Currently, the production technology of the new material is at the stage of laboratory testing, noted Artur Gareev. In order to reach industrial volumes, investors and partners are needed, while the development potential is huge, he added. According to him, carbon fiber is currently in demand in the domestic space industry, and when creating lunar bases, nuclear tugboats and other equipment, which now seems fantastic, the need for a new material will increase significantly.

— The development of composite materials based on high—modulus carbon fibers is one of the most promising areas in modern materials science. Carbon fibers, which have record—breaking specific strength and rigidity, when combined with innovative matrices, such as ceramics or metal alloys, make it possible to create functional materials that surpass their traditional counterparts in resistance to deformation, wear and extreme temperatures," Mikhail Maslov, Professor of the Department of Condensed Matter Physics at the National Research Nuclear University MEPhI, commented on the development.

According to him, the key factor of progress in this area is the development of nanoengineering methods that allow controlling the orientation and density of fiber laying, as well as creating hybrid materials by embedding nanoparticles (for example, graphene, carbon nanotubes) or binding to polymer matrices at the molecular level.

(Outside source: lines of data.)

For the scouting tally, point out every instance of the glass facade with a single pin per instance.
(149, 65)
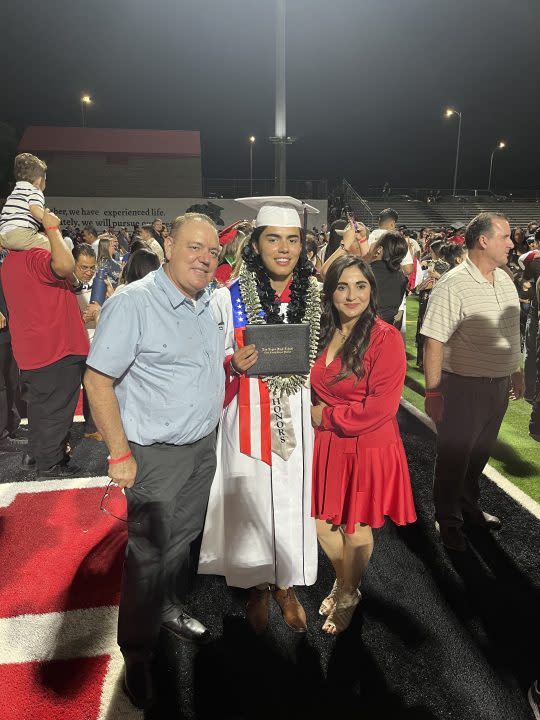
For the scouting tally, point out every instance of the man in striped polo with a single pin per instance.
(471, 356)
(22, 214)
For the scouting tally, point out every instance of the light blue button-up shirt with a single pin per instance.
(167, 353)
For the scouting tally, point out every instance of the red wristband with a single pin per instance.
(113, 461)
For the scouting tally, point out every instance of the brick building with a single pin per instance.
(99, 162)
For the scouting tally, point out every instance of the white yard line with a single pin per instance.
(494, 475)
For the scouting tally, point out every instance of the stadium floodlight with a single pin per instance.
(500, 146)
(449, 112)
(85, 100)
(251, 143)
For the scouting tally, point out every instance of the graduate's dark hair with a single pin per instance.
(354, 348)
(140, 263)
(299, 286)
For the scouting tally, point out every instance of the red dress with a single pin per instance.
(360, 471)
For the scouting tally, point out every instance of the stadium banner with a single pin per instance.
(105, 213)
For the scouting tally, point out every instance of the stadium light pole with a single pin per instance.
(251, 143)
(500, 146)
(85, 100)
(449, 112)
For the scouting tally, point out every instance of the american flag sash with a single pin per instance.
(253, 396)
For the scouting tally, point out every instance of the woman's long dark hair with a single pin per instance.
(394, 247)
(354, 349)
(299, 286)
(140, 263)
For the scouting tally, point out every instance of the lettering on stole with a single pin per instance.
(278, 415)
(276, 350)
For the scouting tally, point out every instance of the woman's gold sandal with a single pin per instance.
(329, 601)
(340, 617)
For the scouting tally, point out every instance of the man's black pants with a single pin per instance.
(474, 409)
(534, 425)
(52, 393)
(529, 363)
(9, 382)
(166, 510)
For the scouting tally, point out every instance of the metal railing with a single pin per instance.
(345, 195)
(241, 187)
(445, 194)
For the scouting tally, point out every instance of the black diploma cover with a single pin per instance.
(283, 349)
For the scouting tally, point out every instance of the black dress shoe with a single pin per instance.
(138, 684)
(452, 537)
(9, 444)
(482, 519)
(28, 460)
(60, 470)
(186, 628)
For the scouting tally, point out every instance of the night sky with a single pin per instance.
(367, 81)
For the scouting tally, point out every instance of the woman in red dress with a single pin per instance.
(360, 470)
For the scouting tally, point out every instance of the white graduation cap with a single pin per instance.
(278, 210)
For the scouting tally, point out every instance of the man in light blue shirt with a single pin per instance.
(155, 382)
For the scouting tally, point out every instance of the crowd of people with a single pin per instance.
(264, 466)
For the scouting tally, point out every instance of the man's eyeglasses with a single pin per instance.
(113, 503)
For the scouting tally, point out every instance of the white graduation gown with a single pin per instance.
(258, 525)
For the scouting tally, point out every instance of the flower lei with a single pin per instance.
(283, 384)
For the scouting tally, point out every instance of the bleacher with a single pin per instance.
(416, 213)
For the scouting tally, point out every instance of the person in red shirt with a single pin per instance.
(360, 471)
(50, 345)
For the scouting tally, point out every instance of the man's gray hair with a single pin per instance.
(181, 220)
(482, 224)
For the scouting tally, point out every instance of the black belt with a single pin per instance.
(472, 379)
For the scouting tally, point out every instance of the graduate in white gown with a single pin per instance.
(259, 532)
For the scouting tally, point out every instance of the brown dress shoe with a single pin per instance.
(291, 609)
(257, 609)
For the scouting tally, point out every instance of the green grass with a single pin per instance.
(516, 455)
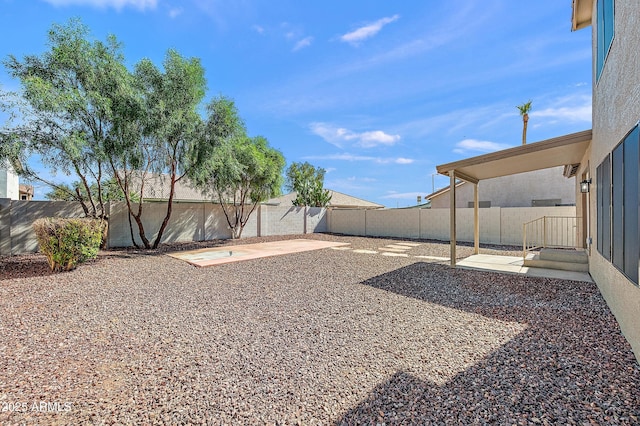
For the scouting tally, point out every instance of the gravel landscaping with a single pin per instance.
(321, 337)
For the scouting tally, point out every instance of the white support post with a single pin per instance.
(476, 221)
(452, 215)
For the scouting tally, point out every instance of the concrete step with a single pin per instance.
(537, 262)
(569, 256)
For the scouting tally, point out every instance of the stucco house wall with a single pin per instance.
(9, 186)
(515, 190)
(616, 110)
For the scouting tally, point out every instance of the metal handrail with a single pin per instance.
(552, 231)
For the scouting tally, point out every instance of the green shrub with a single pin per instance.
(68, 242)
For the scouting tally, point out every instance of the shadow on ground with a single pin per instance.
(570, 365)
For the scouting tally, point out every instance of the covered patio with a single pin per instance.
(568, 150)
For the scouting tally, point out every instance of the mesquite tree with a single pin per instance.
(63, 110)
(308, 182)
(242, 172)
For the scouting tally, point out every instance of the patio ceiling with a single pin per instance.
(560, 151)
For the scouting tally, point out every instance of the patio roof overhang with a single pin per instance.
(568, 150)
(560, 151)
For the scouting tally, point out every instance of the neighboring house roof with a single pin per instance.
(338, 201)
(26, 190)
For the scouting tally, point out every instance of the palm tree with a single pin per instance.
(524, 112)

The expert noted that heavy-duty and highly heat-conducting carbon composites are in demand where high mechanical stress is combined with strict heat dissipation requirements. In addition to the above-mentioned applications, these can be, for example, blades of wind turbines and components of hydrogen infrastructure and powerful laser systems. As well as new-generation electronics, where the composite is able to simultaneously play the role of a bearing part and a thermal radiator, which will significantly reduce the mass and increase the life of the devices.

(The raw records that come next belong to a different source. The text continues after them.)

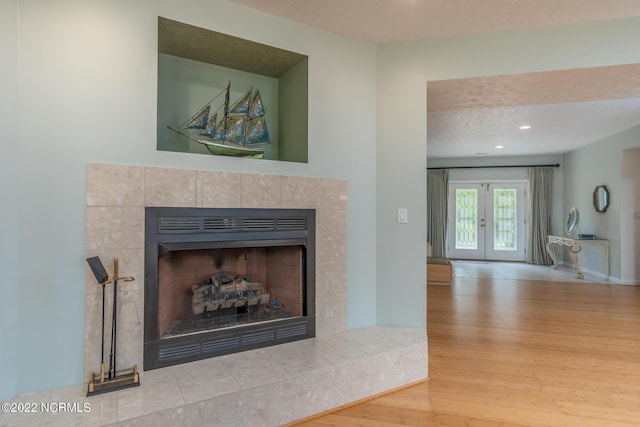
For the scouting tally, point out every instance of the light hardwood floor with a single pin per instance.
(519, 353)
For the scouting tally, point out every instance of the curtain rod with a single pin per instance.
(556, 165)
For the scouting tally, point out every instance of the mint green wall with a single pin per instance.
(596, 164)
(630, 217)
(87, 93)
(9, 199)
(294, 113)
(403, 71)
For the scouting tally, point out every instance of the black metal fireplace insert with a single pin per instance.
(221, 281)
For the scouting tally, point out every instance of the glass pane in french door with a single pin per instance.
(486, 221)
(505, 220)
(466, 231)
(466, 218)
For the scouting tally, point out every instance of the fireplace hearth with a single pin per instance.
(220, 281)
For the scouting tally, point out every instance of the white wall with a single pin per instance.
(87, 93)
(601, 163)
(9, 198)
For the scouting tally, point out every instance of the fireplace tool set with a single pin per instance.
(110, 380)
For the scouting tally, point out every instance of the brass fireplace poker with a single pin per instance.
(112, 380)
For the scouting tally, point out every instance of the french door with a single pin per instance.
(487, 221)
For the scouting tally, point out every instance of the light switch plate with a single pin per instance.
(403, 216)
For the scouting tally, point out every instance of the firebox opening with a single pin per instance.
(209, 289)
(225, 280)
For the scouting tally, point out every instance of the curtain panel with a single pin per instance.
(437, 202)
(540, 197)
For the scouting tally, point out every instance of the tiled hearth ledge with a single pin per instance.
(265, 387)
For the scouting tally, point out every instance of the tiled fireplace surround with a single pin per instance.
(268, 386)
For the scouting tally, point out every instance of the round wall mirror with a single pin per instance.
(601, 198)
(573, 218)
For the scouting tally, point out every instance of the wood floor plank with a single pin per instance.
(518, 352)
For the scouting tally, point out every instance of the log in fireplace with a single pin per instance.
(220, 281)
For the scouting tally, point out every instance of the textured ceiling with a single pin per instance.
(396, 21)
(566, 109)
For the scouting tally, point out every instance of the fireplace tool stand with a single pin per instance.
(113, 379)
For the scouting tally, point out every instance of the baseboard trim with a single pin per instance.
(352, 404)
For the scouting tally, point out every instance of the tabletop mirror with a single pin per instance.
(573, 218)
(601, 198)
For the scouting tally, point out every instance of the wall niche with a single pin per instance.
(223, 95)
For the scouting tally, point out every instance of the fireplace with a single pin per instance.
(220, 281)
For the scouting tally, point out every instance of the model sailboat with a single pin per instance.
(240, 132)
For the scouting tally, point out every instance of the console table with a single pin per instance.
(575, 248)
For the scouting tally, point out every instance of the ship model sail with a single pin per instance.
(240, 132)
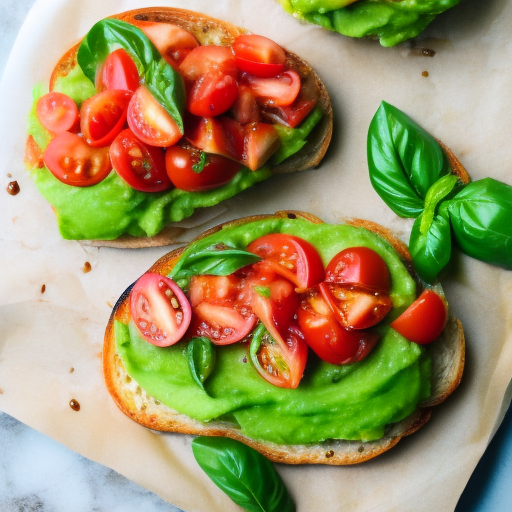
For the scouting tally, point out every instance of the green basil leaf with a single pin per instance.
(164, 83)
(245, 475)
(404, 161)
(201, 359)
(430, 248)
(481, 217)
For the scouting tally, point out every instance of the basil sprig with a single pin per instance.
(245, 475)
(164, 83)
(410, 171)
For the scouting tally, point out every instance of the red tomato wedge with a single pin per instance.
(355, 308)
(359, 266)
(57, 112)
(327, 338)
(118, 72)
(424, 320)
(75, 163)
(203, 59)
(103, 116)
(150, 122)
(216, 312)
(212, 94)
(139, 165)
(279, 91)
(159, 309)
(291, 257)
(174, 43)
(184, 169)
(258, 55)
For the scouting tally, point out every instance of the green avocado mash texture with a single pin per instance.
(111, 208)
(391, 21)
(353, 402)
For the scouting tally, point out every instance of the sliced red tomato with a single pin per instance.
(75, 163)
(355, 308)
(424, 320)
(280, 362)
(359, 266)
(159, 309)
(103, 116)
(259, 55)
(139, 165)
(185, 170)
(327, 338)
(279, 91)
(118, 72)
(216, 312)
(261, 142)
(150, 122)
(57, 112)
(245, 108)
(212, 94)
(291, 257)
(174, 43)
(204, 59)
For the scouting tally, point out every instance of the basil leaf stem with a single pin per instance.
(245, 475)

— The significance of the development lies in the fact that it is now possible to create lightweight, durable, stable structures in space conditions. This is important because in space, on one surface of a thin sheet illuminated by the Sun, the temperature can be +170°C, and on the shadow surface -170°C. This leads to a "warping" of the product if its coefficient of linear expansion is not zero," said Andrey Stepashkin, senior researcher at the NUST MISIS Center for Composite Materials.

According to him, the fact that Russia has developed a domestic technology for the production of carbon fibers based on mesophase pitches is a great achievement, since up to now such fibers have been purchased abroad, and sanctions have seriously hampered this process.